Mais cela ne signifie pas du tout que la classe ouvrière est sans défense. L'histoire du précédent gouvernement fédéral homogène de droite, celui de Louis Michel, est un bon exemple de ce qui est possible dans une telle situation ET des erreurs à éviter. Il a fallu moins d'un mois pour que le gouvernement de droite soit confronté au mouvement ouvrier : d'abord par une manifestation de 120 000 personnes et peu après par une grève générale. Après la formation du gouvernement Michel, le 11 octobre 2014, le dernier trimestre de cette année a compté pas moins de 740 000 jours de grève. Certains capitalistes étaient même prêts à lâcher « leur » gouvernement pour arrêter ce mouvement. Rien ne dit qu'une telle chose est impossible aujourd'hui. La classe ouvrière belge ne nous a jamais déçus face à la droite.
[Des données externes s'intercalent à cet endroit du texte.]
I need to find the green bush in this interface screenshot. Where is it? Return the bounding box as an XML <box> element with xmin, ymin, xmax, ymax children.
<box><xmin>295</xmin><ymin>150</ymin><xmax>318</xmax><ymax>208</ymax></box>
Mais l'histoire ne se répète jamais tout à fait de la même manière. Le gouvernement Michel a été trop confiant dans sa tentative à mettre les syndicats sur la touche. Il n'a pu survivre que lorsqu'il a réussi à coller les dirigeants syndicaux à des mois de négociations, qui n'ont finalement rien donné ou presque pour les syndicats. Le gouvernement fédéral qui se prépare semble adopter une approche plus intelligente. Il présente ses projets de manière plus amicale (et plus hypocrite), et Bouchez, en particulier, a déjà contacté directement les directions syndicales. Mais ne nous y trompons pas, la même chose nous attend : une offensive de la droite dure visant à supprimer tous les acquis du mouvement syndical. Mais c'est un combat que nous pouvons certainement gagner si nous nous mobilisons tous ET si nous gardons le contrôle de la direction du mouvement en imposant la démocratie syndicale. La plus grande unité possible du mouvement syndical au-delà des frontières linguistiques est également essentielle à cette fin.